L’enquête sur la situation sociale a révélé que plus de la majorité des femmes est analphabète, dont 97% à Ouarzazate et 92% à Taroudant. L’analphabétisme touche aussi les enfants. À Ouarzazate, sur les 1 769 enfants interviewés, 35% sont analphabètes et 18% en abandon scolaire. Seuls 27% sont scolarisés. Le tableau est quasi identique à Taroudant où, sur les 631 enfants sondés, 21% sont scolarisés, 35% analphabètes et 19% ont quitté les bancs de l'école.

Pour ce qui est du volet économique, l’enquête a montré que plus de la majorité de la gent féminine exercent des activités productives, dont 99% à Ouarzazate. Ces femmes s’activent notamment dans le tissage des tapis et dans les activités agricoles. Leurs enfants non plus ne restent pas les bras croisés. Ils travaillent dans les cafés des grandes villes, pratiquent l’élevage dans les champs ou le gardiennage, et s’activent dans le commerce et l’artisanat.


Questions à : Najat Ikhich Présidente de la Fondation Ytto

«Nous allons vers les femmes qui sont exclues de toute prise de parole»

Cette année, votre fondation a organisé sa neuvième caravane à Ouarzazate et Taroudant. Quel est le but de cette tournée ?À travers cette caravane, nous allons vers les femmes qui sont exclues de toute prise de paroles, celles qu’on a toujours nommées «la majorité muette», qui vit dans des conditions extrêmement difficiles, mais pour lesquelles aucun programme de développement ni de sensibilisation n’a été consacré. Le premier but c’est de libérer leur parole et leur faire comprendre qu’elles y ont le droit en tant que citoyennes. La caravane est un centre d’écoute ambulant, un observatoire qui a pour but de recueillir des données sur les femmes et l’ensemble des populations du Maroc enclavé et marginalisé.

Outre la situation socio-économique des femmes, vous avez essayé d'établir un diagnostic sur leur situation juridique et médicale. Pourquoi avez-vous intégré ces paramètres dans l’étude ?D’abord, parce que notre expérience dans le monde rural nous a appris que les femmes des régions enclavées sont exposées à différentes formes de violence, dont la violence juridique, économique, sociale et culturelle. Il est donc très important que nos enquêtes de terrain se concentrent sur ces volets afin de refléter la réalité vécue par ces femmes.

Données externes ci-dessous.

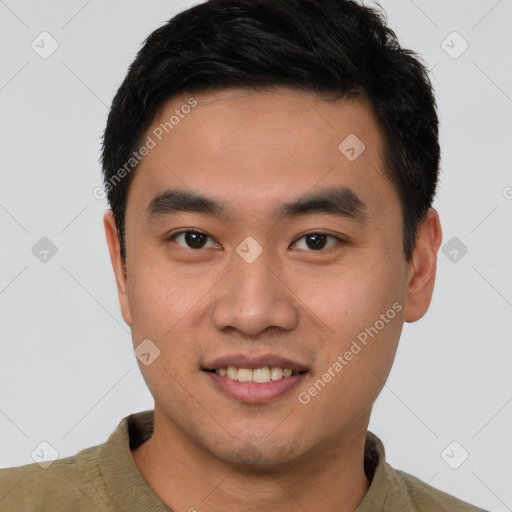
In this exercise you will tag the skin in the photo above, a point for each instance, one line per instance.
(253, 151)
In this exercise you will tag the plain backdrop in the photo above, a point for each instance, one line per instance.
(67, 370)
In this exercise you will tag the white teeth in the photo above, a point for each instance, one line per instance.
(244, 375)
(276, 373)
(259, 375)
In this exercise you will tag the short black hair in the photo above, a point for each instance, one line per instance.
(323, 46)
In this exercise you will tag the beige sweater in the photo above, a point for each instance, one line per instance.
(105, 478)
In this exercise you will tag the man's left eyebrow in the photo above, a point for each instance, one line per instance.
(341, 201)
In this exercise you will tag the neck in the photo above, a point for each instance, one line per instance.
(186, 477)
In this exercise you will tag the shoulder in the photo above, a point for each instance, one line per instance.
(426, 498)
(66, 484)
(391, 489)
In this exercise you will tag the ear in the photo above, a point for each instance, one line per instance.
(422, 267)
(119, 266)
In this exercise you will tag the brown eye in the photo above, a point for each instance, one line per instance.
(193, 240)
(316, 242)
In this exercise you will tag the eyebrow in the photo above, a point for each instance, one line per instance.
(340, 201)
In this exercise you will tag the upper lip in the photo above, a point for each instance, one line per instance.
(253, 362)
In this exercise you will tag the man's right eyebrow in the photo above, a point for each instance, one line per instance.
(174, 200)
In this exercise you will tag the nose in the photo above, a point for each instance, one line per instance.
(253, 297)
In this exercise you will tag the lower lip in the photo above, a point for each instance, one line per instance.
(252, 392)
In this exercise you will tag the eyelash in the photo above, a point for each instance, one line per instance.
(321, 233)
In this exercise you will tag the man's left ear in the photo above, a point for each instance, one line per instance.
(421, 273)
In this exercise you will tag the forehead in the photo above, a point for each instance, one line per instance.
(239, 145)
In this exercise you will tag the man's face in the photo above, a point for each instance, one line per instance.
(302, 257)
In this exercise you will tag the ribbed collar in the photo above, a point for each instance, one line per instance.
(128, 490)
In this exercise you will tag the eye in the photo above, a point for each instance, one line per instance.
(193, 240)
(316, 241)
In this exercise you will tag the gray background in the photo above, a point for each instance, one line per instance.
(67, 370)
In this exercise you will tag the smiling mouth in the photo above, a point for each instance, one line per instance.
(258, 375)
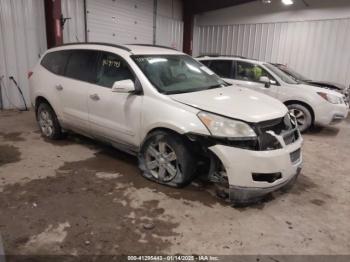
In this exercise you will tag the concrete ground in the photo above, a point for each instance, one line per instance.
(76, 196)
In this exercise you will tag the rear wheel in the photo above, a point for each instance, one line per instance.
(48, 122)
(302, 115)
(166, 159)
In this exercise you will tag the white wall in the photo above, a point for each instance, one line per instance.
(169, 26)
(22, 41)
(74, 28)
(120, 22)
(315, 40)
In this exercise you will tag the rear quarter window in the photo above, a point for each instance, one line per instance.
(56, 62)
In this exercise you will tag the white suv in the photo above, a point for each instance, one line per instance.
(181, 119)
(309, 104)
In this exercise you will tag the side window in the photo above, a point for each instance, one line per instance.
(82, 65)
(223, 68)
(55, 62)
(112, 68)
(205, 62)
(251, 72)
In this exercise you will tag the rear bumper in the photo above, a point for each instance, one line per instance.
(329, 114)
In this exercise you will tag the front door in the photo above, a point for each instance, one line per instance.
(115, 116)
(73, 88)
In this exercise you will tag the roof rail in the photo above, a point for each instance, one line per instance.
(150, 45)
(98, 43)
(216, 55)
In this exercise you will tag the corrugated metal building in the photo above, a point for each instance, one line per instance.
(23, 37)
(22, 41)
(314, 41)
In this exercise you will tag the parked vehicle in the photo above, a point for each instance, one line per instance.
(171, 111)
(325, 84)
(309, 104)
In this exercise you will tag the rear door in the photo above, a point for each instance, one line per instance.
(80, 73)
(113, 115)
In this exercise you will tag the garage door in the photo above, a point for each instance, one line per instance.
(120, 21)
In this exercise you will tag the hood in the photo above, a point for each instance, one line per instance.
(235, 102)
(326, 84)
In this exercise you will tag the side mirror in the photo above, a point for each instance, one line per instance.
(123, 86)
(265, 80)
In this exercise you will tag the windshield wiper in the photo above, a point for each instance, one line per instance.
(214, 86)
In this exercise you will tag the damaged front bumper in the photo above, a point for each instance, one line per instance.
(247, 195)
(253, 174)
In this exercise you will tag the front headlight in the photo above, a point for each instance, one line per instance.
(331, 98)
(224, 127)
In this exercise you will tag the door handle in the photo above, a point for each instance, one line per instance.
(95, 97)
(59, 87)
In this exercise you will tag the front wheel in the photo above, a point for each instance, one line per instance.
(302, 115)
(166, 159)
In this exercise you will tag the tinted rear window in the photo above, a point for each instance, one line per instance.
(56, 61)
(82, 65)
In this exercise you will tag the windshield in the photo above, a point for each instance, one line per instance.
(282, 75)
(175, 74)
(296, 76)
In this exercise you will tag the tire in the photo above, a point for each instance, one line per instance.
(303, 116)
(166, 159)
(48, 122)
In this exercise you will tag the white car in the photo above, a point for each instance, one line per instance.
(171, 111)
(309, 104)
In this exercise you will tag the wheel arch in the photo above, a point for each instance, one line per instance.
(290, 102)
(41, 99)
(168, 129)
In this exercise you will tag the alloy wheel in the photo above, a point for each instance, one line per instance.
(161, 161)
(46, 123)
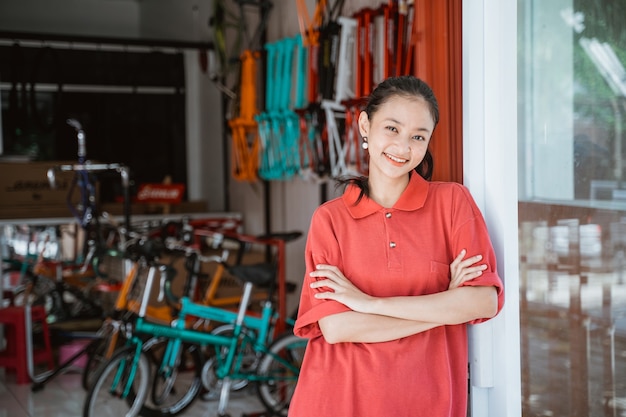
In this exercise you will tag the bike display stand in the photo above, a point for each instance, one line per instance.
(19, 354)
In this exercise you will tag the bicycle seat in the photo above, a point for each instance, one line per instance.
(261, 274)
(285, 236)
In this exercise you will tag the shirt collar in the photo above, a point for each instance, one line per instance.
(413, 198)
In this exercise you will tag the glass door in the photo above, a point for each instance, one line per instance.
(572, 206)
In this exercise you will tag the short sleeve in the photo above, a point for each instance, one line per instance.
(321, 248)
(472, 235)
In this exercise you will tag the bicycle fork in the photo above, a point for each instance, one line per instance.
(226, 381)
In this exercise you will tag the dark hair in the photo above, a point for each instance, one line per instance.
(403, 86)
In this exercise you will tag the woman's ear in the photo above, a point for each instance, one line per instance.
(364, 124)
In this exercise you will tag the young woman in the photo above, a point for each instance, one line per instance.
(396, 269)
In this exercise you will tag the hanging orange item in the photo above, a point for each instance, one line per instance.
(309, 28)
(245, 133)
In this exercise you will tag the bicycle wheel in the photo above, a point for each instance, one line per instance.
(280, 368)
(106, 395)
(173, 390)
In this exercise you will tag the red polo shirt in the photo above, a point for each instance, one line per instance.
(405, 250)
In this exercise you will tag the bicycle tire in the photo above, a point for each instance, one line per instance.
(173, 395)
(104, 400)
(277, 387)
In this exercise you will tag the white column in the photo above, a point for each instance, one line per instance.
(490, 172)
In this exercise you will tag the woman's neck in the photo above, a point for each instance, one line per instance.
(387, 191)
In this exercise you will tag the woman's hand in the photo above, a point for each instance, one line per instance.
(339, 288)
(462, 270)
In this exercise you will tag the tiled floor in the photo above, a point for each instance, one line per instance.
(63, 396)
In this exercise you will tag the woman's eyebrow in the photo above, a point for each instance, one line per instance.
(392, 120)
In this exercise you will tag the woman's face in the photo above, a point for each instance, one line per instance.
(398, 135)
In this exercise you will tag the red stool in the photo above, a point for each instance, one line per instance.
(14, 356)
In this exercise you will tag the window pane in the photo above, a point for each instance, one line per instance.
(572, 206)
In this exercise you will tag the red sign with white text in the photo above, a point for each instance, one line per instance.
(160, 193)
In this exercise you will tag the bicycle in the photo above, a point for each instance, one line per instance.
(122, 384)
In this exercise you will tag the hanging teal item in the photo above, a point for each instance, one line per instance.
(279, 124)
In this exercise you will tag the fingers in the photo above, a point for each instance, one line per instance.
(462, 270)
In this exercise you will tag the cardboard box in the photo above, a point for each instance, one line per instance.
(25, 184)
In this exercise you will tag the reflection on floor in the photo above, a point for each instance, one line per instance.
(63, 396)
(573, 319)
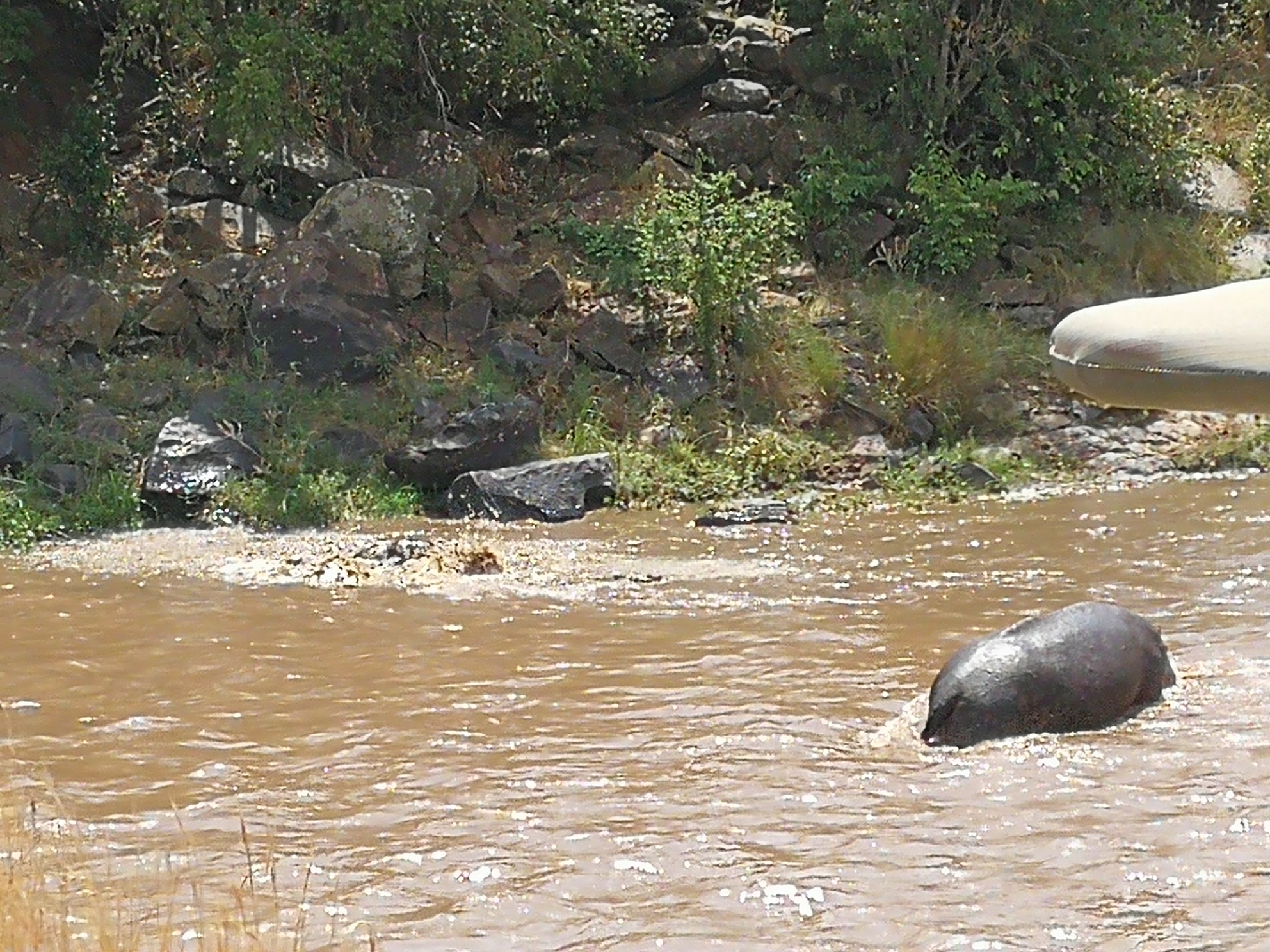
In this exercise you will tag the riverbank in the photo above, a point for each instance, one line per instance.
(604, 556)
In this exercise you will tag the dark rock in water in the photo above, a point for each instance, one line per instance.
(195, 457)
(1081, 668)
(548, 490)
(977, 476)
(15, 452)
(747, 512)
(489, 437)
(65, 479)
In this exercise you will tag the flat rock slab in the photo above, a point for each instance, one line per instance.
(747, 512)
(484, 438)
(548, 490)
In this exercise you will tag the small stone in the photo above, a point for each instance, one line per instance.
(543, 291)
(738, 95)
(747, 512)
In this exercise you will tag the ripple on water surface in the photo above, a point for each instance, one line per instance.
(723, 752)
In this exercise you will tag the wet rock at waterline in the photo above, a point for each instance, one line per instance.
(1082, 668)
(195, 456)
(747, 512)
(548, 490)
(489, 437)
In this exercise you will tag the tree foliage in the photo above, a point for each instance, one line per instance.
(249, 73)
(1048, 91)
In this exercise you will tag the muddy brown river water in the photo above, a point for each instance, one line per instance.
(718, 753)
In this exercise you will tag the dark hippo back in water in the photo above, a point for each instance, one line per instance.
(1081, 668)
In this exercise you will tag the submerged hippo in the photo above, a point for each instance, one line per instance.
(1081, 668)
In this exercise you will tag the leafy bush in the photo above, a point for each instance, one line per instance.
(250, 75)
(79, 170)
(1044, 90)
(705, 242)
(940, 356)
(835, 189)
(958, 212)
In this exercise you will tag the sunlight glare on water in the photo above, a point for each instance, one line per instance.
(724, 756)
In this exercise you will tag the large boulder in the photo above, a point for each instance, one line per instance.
(68, 310)
(672, 70)
(390, 218)
(210, 296)
(219, 226)
(321, 309)
(193, 457)
(326, 338)
(548, 490)
(733, 139)
(489, 437)
(26, 388)
(440, 161)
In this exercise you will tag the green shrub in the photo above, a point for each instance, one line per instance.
(705, 242)
(1044, 90)
(78, 168)
(252, 75)
(958, 212)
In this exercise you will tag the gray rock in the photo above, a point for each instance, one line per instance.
(191, 184)
(738, 95)
(1034, 317)
(15, 451)
(604, 342)
(64, 479)
(977, 476)
(733, 139)
(440, 161)
(747, 512)
(672, 70)
(543, 291)
(192, 460)
(548, 490)
(764, 56)
(430, 416)
(1218, 188)
(919, 425)
(67, 310)
(679, 379)
(213, 295)
(517, 357)
(219, 226)
(489, 437)
(316, 163)
(463, 325)
(393, 219)
(26, 388)
(1250, 255)
(502, 286)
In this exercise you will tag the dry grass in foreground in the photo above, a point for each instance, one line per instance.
(56, 896)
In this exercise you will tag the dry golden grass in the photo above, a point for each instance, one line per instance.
(59, 895)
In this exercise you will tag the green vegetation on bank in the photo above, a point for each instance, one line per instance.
(1045, 141)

Après ce diagnostic, prévoyez-vous de mettre en place des actions pour améliorer la situation de ces femmes ?Effectivement, c’est un des buts primordiaux de la caravane : aider les femmes des régions enclavées à se prendre en charge, créer des associations féminines ou des coopératives qui leur permettraient une autonomisation économique et une prise en conscience de leurs droits, et organiser des campagnes via différents intervenants locaux afin d’éradiquer les mariages coutumiers et ceux des mineurs. Nous comptons aussi mettre en place des stratégies de plaidoyer, de négociations, de communication et de suivi de notre travail dans ces régions pour de véritables changements en faveur des droits et d’une vie digne.